I think I spend an unusual percentage of my time making unusually direct observations, and I think this has something to do with how my memory is weird. In some ways I have an extraordinarily fantastic memory, and in other ways I have such an awful memory that I’d be worried about dementia if it hadn’t been like this my whole life. If you ask me what a movie I watched was about, I’ll say things like… Actually, how about I do that for real, so I can show you.

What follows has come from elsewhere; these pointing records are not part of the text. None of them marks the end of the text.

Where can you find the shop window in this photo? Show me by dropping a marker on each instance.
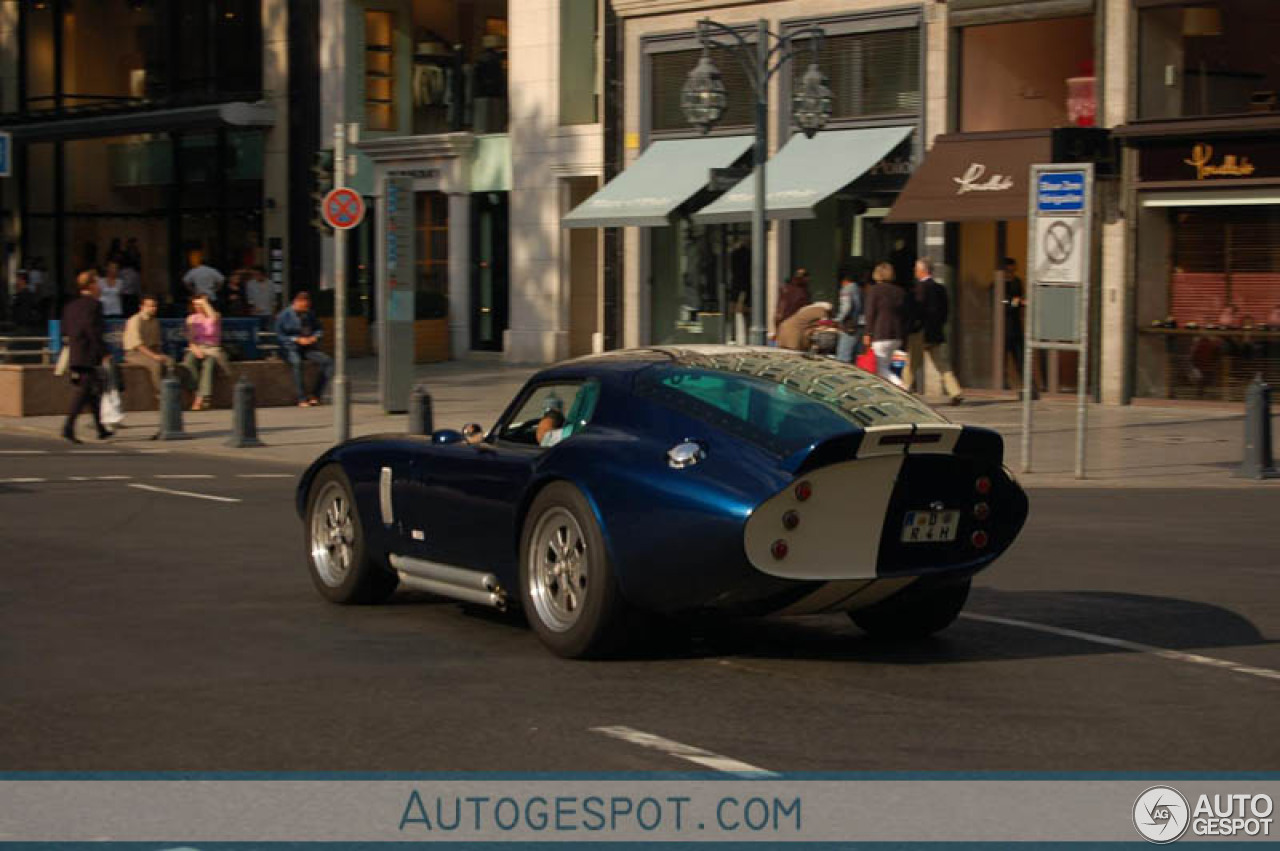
(1028, 76)
(433, 243)
(379, 71)
(667, 73)
(577, 46)
(872, 74)
(1208, 59)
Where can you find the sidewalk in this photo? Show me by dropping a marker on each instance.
(1127, 447)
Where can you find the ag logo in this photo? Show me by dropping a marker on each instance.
(1161, 814)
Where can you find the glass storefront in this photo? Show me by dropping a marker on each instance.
(1208, 300)
(1207, 58)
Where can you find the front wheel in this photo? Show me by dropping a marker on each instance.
(567, 586)
(914, 613)
(341, 567)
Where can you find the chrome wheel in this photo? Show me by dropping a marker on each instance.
(558, 562)
(333, 535)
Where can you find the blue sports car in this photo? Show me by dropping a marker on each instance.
(673, 479)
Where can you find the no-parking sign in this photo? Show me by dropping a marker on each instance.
(342, 209)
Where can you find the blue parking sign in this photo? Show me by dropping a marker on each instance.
(1060, 192)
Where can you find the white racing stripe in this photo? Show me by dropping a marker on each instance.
(682, 751)
(1173, 655)
(183, 493)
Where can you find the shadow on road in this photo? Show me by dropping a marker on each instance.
(1160, 622)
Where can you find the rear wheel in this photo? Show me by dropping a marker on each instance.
(914, 613)
(567, 586)
(341, 567)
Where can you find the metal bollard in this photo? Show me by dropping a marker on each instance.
(1257, 433)
(420, 419)
(243, 416)
(170, 411)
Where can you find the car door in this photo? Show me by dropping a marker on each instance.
(470, 493)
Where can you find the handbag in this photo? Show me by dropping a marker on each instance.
(112, 411)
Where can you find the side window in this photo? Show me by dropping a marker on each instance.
(551, 413)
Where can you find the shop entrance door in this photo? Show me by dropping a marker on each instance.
(490, 274)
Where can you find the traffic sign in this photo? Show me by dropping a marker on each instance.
(342, 209)
(1060, 192)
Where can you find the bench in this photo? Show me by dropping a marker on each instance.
(28, 390)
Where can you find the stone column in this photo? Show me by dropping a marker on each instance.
(460, 274)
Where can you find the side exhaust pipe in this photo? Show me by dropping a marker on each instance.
(455, 582)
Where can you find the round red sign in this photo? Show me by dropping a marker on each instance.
(342, 209)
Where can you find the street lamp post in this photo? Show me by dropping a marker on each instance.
(703, 100)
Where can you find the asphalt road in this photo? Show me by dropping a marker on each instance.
(144, 630)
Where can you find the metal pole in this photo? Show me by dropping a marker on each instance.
(759, 251)
(341, 389)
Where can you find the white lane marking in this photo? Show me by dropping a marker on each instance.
(183, 493)
(1173, 655)
(682, 751)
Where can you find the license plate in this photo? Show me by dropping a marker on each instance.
(929, 526)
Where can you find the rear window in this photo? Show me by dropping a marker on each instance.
(781, 403)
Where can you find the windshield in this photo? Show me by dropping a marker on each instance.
(780, 402)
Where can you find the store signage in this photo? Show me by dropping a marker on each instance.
(1232, 165)
(974, 179)
(1225, 160)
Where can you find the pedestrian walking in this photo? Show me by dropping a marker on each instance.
(933, 305)
(201, 279)
(205, 349)
(792, 296)
(887, 319)
(796, 330)
(83, 326)
(300, 333)
(849, 318)
(110, 292)
(144, 344)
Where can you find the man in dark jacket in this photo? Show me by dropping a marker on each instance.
(932, 306)
(83, 328)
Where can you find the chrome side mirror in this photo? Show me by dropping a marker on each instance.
(685, 454)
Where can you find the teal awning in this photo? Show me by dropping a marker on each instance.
(654, 186)
(807, 170)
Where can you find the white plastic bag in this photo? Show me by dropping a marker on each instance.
(113, 410)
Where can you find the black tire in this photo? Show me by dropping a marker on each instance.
(364, 580)
(913, 613)
(595, 625)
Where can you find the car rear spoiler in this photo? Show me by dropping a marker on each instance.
(931, 438)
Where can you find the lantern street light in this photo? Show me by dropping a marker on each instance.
(703, 100)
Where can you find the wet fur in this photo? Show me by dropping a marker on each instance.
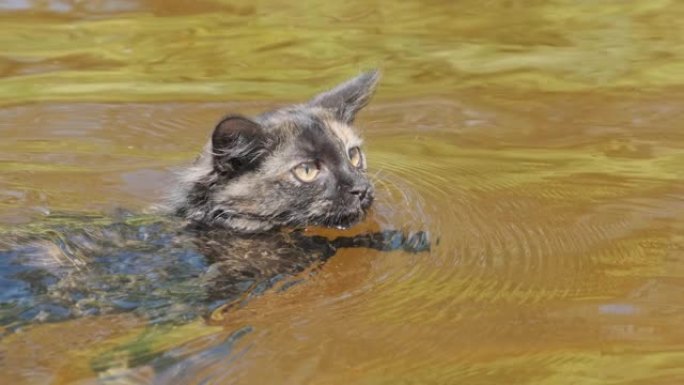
(242, 180)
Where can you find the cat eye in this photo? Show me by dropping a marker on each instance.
(355, 156)
(306, 172)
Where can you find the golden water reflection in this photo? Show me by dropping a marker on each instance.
(539, 142)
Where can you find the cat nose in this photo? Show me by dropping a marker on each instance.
(360, 192)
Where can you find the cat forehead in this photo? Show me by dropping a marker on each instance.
(303, 123)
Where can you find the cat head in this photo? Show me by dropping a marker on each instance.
(296, 166)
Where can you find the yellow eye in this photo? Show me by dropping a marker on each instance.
(306, 172)
(355, 157)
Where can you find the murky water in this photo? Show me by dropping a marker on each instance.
(540, 143)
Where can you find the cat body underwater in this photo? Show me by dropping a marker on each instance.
(242, 206)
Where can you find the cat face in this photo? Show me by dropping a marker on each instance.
(297, 166)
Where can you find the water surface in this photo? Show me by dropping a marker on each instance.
(538, 142)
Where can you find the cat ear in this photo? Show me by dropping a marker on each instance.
(347, 99)
(238, 145)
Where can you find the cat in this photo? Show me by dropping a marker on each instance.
(296, 166)
(243, 202)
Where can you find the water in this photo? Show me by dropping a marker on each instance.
(538, 142)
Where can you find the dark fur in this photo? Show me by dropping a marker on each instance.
(243, 179)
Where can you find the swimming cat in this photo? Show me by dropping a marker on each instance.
(296, 166)
(244, 201)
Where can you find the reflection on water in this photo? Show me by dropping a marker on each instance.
(539, 141)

Recently I watched a movie whose name I’ve forgotten. Duncan will know what it was. The movie was about… I’m not sure, maybe something about independence, and I think the plot involved a funeral. I could probably piece it together and translate it into words if I thought about it for a while. But mostly I remember that there were chickens in a bus at the end, and a lot of green, and somebody killed a deer while wearing mud on their face, and a pretty red-haird girl reading a Brian Green book that was white, and there were really a lot of green plants, and a scary hospital beeping, and “Let’s go shoppiiiiiiingggg!”, and guitar music, and the guy shaved, and the dumb kids whose parents lied to them had to take showers. Just for a start.
But even though I can tell you details about the chickens a lot more easily than I can tell you about the plot (the chickens were white, and the eggs were tan, and the chickens made certain sounds I could imitate for you if you could hear my voice, and there were at least two of them, and I can describe the camera angle, and the clothes of the kids who were taking their eggs, and so forth), the overall large artistic message of the film had an enduring impact on me. I think slightly different kinds of thoughts now that I did before I saw it. I could probably approximately characterize the differences for you in words if I worked at it, but the fact that I would have to work at it, and that I wouldn’t be perfectly satisfied with the result, doesn’t change the fact that it meant something to me and I probably even understood the movie as a whole, in the sense that it had a (probably intended) impact on my thoughts and feelings and behaviors long after it was over, one that I continue to dialogue with and weigh and integrate.
I’m not sure what my point is here. I’m just saying things that apparently I wanted to say after reading your comment. I hope you like some of them.
(Captain Fantastic)
I think, for me, memory is not necessary for observation, but it is necessary for that observation to… go anywhere, become part of my overall world model, interact with other observations, become something I know?
and words help me stick a thing in my memory, because my memory for words is much better than my memory for e.g. visuals.
I guess that means the enduring world maps I carry around in my head are largely made of words, which lowers their fidelity compared to if I could carry around full visual data? But heightens their fidelity compared to when I don’t convert my observations into words—in that case they kind of dissolve into a vague cloud
...oh but my memory/models/maps about music are not much mediated by words, I think, because my music memory is no worse than my verbal memory. are my music maps better than my everything-else maps? not sure maybe!